In order to get the localized month name, you simply use its date method instead of the PHP built-in date function:

echo $dateHelper->date('F');

That's it. Please note that this date method accepts the same format string used by the standard php date() function.

Furthermore, you may want to format a date. To write the current date in a long format, in English you can call

echo date('F d, Y');

You could think to write something like echo $dateHelper->date('F d, Y');, but this assumes that in every language a date is written as the month name (F) followed by the day in the month (d), a comma and the year (Y). This is wrong.

For a correct date and/or time localization you should use the following ready-to-use methods of the Date helper:

  • $dateHelper->formatDate() to format a date only (reference)
  • $dateHelper->formatTime() to format a time only (reference)
  • $dateHelper->formatDateTime() to format a date and time (reference)

The date helper offers also a lot of other useful date-related functions: take a look at the API docs.

Translating packages

So, you've developed your own package. Great! You did everything possible to make it a thing that will change the world. And to let the whole world use it, you enabled localization by writing all those t() functions.

And now? How could your ready-to-be-translated package speak other languages?

You need to extract the translatable strings from your PHP files and create one language file for every language you plan to translate.

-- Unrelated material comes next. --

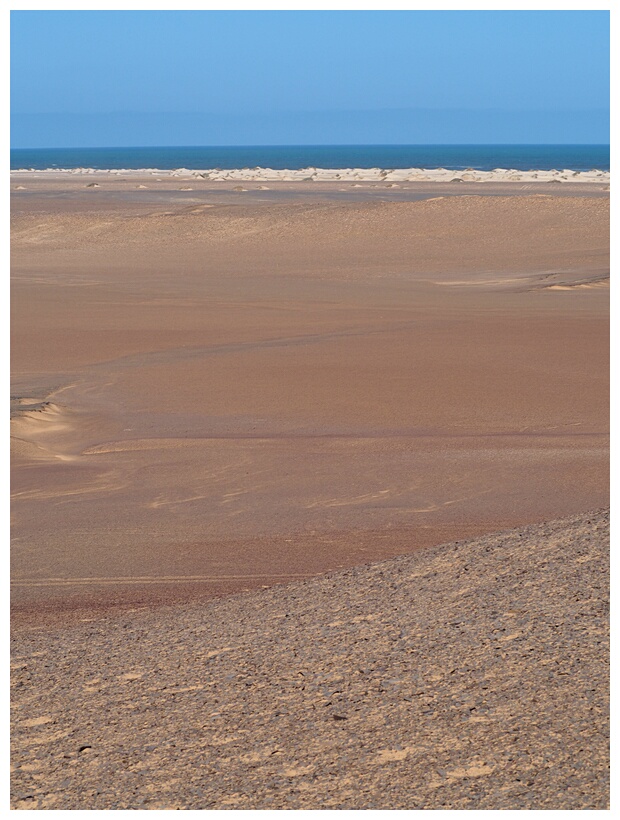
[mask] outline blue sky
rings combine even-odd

Starting from version, you can use Concrete itself to do it: open a console window and type the following command (replace the / with \ if you use Windows):

PATH-TO-CONCRETE5-ROOT-FOLDER/concrete/bin/concrete5 c5:package-translate PACKAGE_HANDLE OPTIONS


  • PATH-TO-CONCRETE5-ROOT-FOLDER is the path of your Concrete installation directory
  • PACKAGE_HANDLE is the handle of your package (or the path to the directory that contains it)
  • OPTIONS use --help for a list of all the available options. The most important one is --locale (or its short form -l) that allows you to specify which language files you want to create.

For instance, let's assume you developed a package identified by the handyman handle. To extract the translations and create the language files for German and Italian simply write:

concrete5 c5:package-translate handyman -l it_IT -l de_DE

This command actually creates these files:

  • packages/handyman/languages/messages.pot this is the so-called gettext Portable Object Template file: it contains all the translatable strings found in your package; it could be used to create translation files for new languages, but since c5:package-translate is smart enough to create the language files for you, you can ignore it.
  • packages/handyman/languages/it_IT/LC_MESSAGES/messages.po this is the so-called Portable Object file that should be translated into Italian.
  • packages/handyman/languages/it_IT/LC_MESSAGES/messages.mo this is the so-called Machine Object file and it's the compiled version of the .po file.
  • packages/handyman/languages/de_DE/LC_MESSAGES/messages.po same as the file under it_IT but for German
  • packages/handyman/languages/de_DE/LC_MESSAGES/messages.mo same as the file under it_IT but for German

So, what should be done now? Translators have to translate the .po files. They can use with a normal text editor that supports UTF-8, but it's much easier to use one of the the many programs available for this purpose (for instance, POEdit, BetterPOEditor, ...)

Concrete can't use these .po files directly, they need to be compiled to the .mo format. In order to perform this compilation, you simply call the c5:package-translate command-line command again (only with the package handle):

concrete5 c5:package-translate handyman

This command will see that you have the .po files for Italian and German, and it will compile them to the .mo format (you can also use another command-line command: c5:package-pack).

After compiling the .po files, in order to see the new translations in your websites you have to clear the Concrete cache (via the Concrete dashboard or with the c5:clear-cache command line command).

PS: when you distribute your package, you can omit to include the .pot and .po files, since Concrete will only need the .mo files. The c5:package-pack can do this for you.